Long Live Copyright!
Recently in the NY Times, Mark Helprin asked the question, A Great Idea Lives Forever. Shouldn’t It’s Copyright? The argument he makes is simple: If I invest in and develop real property, I and my heirs own the rights to that property until such time as we sell them. Intellectual Property, on the other hand, reverts to public domain after a certain set period of time, currently 70 years after my death. Originally, this was done on purpose by our founding fathers to foster a free exchange of ideas. After all, Any idea still valuable years after it’s creator’s death must be widespread among the culture anyway.
Helprin argues that this is not fair. The founding father’s could not see the many varied media we have available to us, nor could they foresee the huge industries making their primary revenue from these intellectual pursuits. Therefore, Intellectual property rights should last as long as they are valuable, just like Real Property.

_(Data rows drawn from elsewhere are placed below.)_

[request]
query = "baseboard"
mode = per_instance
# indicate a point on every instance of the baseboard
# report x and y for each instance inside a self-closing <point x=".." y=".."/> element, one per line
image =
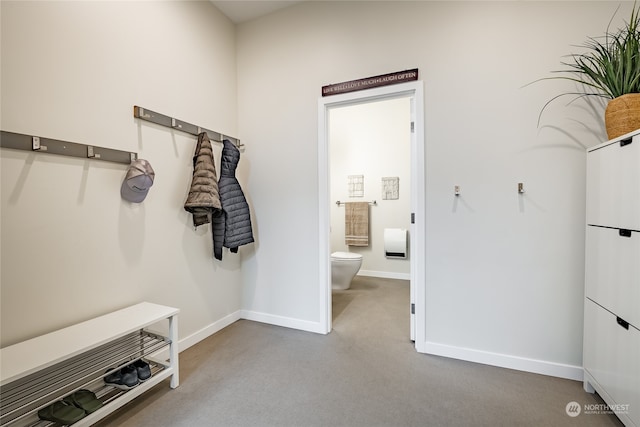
<point x="207" y="331"/>
<point x="287" y="322"/>
<point x="535" y="366"/>
<point x="384" y="274"/>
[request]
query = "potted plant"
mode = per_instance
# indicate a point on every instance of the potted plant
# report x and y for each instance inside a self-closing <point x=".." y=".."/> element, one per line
<point x="609" y="68"/>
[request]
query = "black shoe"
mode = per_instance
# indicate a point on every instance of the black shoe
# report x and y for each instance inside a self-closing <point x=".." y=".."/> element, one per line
<point x="142" y="368"/>
<point x="124" y="379"/>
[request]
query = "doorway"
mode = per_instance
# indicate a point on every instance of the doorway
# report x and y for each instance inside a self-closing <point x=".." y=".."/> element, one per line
<point x="414" y="93"/>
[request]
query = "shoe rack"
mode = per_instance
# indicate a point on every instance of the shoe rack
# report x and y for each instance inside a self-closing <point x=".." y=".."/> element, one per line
<point x="45" y="369"/>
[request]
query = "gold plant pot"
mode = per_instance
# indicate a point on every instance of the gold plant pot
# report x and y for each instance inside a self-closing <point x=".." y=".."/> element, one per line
<point x="622" y="115"/>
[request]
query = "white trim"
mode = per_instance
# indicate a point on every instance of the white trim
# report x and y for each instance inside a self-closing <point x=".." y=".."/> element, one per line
<point x="287" y="322"/>
<point x="384" y="274"/>
<point x="209" y="330"/>
<point x="414" y="90"/>
<point x="535" y="366"/>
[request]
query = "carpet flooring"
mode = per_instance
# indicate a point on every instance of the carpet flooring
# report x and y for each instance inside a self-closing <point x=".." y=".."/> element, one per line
<point x="366" y="372"/>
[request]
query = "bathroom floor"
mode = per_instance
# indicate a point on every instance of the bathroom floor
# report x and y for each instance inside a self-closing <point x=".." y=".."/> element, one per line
<point x="373" y="303"/>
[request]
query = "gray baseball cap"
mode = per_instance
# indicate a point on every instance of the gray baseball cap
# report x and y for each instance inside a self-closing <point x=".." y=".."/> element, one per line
<point x="139" y="179"/>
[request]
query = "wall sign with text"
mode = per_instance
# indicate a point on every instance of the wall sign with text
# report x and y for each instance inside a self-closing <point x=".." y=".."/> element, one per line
<point x="371" y="82"/>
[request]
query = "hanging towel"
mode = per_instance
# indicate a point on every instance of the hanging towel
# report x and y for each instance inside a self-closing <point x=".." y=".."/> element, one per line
<point x="234" y="225"/>
<point x="356" y="224"/>
<point x="203" y="200"/>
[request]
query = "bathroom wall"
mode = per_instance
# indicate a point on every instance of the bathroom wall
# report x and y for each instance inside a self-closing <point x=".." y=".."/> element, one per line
<point x="504" y="271"/>
<point x="372" y="140"/>
<point x="71" y="248"/>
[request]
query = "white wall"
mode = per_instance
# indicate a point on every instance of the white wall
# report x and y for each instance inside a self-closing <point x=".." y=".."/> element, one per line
<point x="504" y="271"/>
<point x="371" y="139"/>
<point x="71" y="248"/>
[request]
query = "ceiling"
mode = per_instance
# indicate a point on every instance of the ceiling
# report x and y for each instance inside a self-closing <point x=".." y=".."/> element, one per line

This Goes directly against prevailing wisdom, as espoused in my essay Death to Copyright. That the digital age has effectively killed the idea of copyright as it is now possible to freely disseminate intellectual property. Indeed, It can be argued that books, movies, music and other intellectual properties can become more valuable to their creators if copyright restrictions are relaxed. Using the open source model, artistic works find an audience when freely distributed and can become the building blocks of later, more lucrative endeavors ( see Cory Doctorow or Charles Stross, both of which have published noels under Creative Commons concurrently with their publication.)

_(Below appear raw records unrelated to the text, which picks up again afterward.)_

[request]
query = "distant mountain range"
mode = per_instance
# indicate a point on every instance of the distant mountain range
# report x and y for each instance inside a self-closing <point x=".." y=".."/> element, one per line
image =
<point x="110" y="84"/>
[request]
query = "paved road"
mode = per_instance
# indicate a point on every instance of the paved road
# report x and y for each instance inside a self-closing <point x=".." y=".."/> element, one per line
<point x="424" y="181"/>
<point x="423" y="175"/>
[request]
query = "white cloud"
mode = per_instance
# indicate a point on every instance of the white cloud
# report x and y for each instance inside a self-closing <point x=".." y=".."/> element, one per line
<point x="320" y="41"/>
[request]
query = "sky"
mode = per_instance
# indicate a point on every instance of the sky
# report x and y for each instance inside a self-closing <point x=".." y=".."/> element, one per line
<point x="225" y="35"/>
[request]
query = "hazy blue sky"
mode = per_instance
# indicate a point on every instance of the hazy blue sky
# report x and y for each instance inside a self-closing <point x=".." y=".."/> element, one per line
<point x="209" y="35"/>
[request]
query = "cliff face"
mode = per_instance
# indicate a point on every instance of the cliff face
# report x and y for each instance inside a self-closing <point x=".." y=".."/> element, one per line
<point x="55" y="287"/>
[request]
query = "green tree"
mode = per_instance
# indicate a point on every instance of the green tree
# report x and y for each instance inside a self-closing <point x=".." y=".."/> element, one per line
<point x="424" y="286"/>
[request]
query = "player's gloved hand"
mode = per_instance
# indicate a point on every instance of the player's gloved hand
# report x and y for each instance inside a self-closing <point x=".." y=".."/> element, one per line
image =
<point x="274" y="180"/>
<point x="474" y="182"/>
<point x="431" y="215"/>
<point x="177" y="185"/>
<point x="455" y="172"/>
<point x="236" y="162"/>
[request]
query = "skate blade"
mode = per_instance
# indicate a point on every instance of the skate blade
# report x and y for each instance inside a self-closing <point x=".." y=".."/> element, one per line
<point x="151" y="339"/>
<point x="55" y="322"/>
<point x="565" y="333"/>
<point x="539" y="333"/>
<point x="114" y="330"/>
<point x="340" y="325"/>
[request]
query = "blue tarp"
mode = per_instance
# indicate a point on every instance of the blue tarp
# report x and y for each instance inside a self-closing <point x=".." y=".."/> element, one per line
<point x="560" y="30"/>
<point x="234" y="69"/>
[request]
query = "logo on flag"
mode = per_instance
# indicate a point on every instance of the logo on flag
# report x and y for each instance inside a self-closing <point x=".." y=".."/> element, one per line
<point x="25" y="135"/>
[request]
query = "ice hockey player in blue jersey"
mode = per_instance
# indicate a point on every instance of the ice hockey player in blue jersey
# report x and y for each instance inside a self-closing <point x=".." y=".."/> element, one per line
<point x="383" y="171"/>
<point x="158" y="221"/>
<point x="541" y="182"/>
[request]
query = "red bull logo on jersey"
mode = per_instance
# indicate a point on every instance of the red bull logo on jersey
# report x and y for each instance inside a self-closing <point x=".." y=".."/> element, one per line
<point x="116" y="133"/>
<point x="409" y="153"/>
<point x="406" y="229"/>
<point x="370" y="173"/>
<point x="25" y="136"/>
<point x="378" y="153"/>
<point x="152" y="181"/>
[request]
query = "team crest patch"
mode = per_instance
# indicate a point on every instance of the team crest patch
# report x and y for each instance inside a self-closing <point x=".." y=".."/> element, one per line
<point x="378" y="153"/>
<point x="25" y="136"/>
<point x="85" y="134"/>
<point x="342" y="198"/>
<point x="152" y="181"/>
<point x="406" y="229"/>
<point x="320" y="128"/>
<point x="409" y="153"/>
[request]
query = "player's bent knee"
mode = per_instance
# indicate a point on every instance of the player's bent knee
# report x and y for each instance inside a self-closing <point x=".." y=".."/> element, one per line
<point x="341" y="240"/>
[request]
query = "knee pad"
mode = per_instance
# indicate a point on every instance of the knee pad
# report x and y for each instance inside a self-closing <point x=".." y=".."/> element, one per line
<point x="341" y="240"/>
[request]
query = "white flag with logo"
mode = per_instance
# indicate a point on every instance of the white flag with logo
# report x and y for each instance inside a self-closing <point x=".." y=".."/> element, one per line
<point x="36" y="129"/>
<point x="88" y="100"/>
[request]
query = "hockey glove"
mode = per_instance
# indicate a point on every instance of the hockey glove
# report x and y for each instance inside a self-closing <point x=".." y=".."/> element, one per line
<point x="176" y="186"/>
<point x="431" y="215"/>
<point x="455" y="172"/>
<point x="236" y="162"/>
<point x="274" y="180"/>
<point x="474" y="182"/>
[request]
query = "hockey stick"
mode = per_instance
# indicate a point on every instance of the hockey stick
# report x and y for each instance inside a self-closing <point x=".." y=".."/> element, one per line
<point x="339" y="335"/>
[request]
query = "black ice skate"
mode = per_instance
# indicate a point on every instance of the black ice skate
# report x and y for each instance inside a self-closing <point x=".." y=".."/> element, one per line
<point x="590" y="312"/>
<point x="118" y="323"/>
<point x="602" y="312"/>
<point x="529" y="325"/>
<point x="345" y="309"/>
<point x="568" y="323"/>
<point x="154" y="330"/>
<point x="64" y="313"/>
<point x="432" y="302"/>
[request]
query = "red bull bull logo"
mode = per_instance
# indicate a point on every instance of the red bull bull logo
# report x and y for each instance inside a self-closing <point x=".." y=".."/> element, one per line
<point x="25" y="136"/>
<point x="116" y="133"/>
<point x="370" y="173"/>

Gatekeepers, the editors and publishers, are stuck between these two opposing forces. On the one hand, they are expected to make the investment in quality works and then to provide them in a wide range of formats at cheaper and cheaper costs.

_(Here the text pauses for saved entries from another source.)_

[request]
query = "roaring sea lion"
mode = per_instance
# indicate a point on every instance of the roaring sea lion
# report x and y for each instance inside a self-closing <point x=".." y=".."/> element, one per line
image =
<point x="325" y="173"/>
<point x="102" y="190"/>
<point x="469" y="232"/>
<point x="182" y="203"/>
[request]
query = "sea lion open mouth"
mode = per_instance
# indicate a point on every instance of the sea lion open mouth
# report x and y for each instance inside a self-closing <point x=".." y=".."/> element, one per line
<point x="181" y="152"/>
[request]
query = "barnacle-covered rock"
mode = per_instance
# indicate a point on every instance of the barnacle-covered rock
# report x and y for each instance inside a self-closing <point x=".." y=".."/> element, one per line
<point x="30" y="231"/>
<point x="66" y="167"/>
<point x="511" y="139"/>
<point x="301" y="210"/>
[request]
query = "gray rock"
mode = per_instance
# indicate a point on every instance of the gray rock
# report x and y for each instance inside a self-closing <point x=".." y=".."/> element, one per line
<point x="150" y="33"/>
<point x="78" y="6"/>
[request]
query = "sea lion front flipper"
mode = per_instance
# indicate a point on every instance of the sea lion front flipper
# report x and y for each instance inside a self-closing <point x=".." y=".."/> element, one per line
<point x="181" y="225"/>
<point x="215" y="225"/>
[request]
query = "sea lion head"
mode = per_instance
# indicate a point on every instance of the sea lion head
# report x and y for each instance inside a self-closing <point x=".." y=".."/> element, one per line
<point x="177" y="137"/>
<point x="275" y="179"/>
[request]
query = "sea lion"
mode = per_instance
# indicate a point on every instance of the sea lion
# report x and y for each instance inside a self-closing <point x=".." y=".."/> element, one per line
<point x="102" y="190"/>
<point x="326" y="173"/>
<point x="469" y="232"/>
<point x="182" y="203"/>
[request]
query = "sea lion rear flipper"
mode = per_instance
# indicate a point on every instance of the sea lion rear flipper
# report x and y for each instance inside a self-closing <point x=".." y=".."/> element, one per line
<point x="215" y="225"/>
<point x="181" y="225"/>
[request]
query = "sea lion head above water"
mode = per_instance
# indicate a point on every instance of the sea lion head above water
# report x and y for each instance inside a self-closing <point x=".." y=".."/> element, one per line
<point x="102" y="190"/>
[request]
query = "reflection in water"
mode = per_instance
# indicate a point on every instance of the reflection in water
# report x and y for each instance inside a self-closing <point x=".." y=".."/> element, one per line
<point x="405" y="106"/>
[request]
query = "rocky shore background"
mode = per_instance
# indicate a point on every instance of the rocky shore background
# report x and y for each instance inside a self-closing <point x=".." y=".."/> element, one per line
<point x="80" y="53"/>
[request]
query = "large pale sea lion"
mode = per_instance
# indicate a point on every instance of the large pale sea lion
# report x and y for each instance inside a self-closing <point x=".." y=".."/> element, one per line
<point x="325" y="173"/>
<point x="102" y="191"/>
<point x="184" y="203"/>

The Opening Salvo in this war was the NY Times Co. vs Tasini case. In this case the Freelance authors won the battle, but lost the war as contracts were amended to allow publishers electronic rights. It should then come as no surprise that publishers, unable to foretell the future beyond a few quarters, now either ask for “All rights” or vaguely define Electronic rights to cover any possible future technology. And of course artists negotiate to retain these rights, often taking less of an advance up front.
So it boils down to this: An author can retain future rights on his work, taking the risk that these rights will not be worth anything, or he/she can sell these rights, taking the risk that they WILL be worth something in the future.
The Publisher wants to buy these rights, because he/she is already stuck taking the risk when buying the property in the first place.
In both cases, the parties want to hold on to the rights for as long as possible, regardless of any inherent value in them right now. The Artist might, or he might not use his rights to freely distribute his work. He might let other artists play with his creations, and might sell off different rights as the technology becomes available.
He might even hold on the them long after his death. After all, It worked for Walt Disney.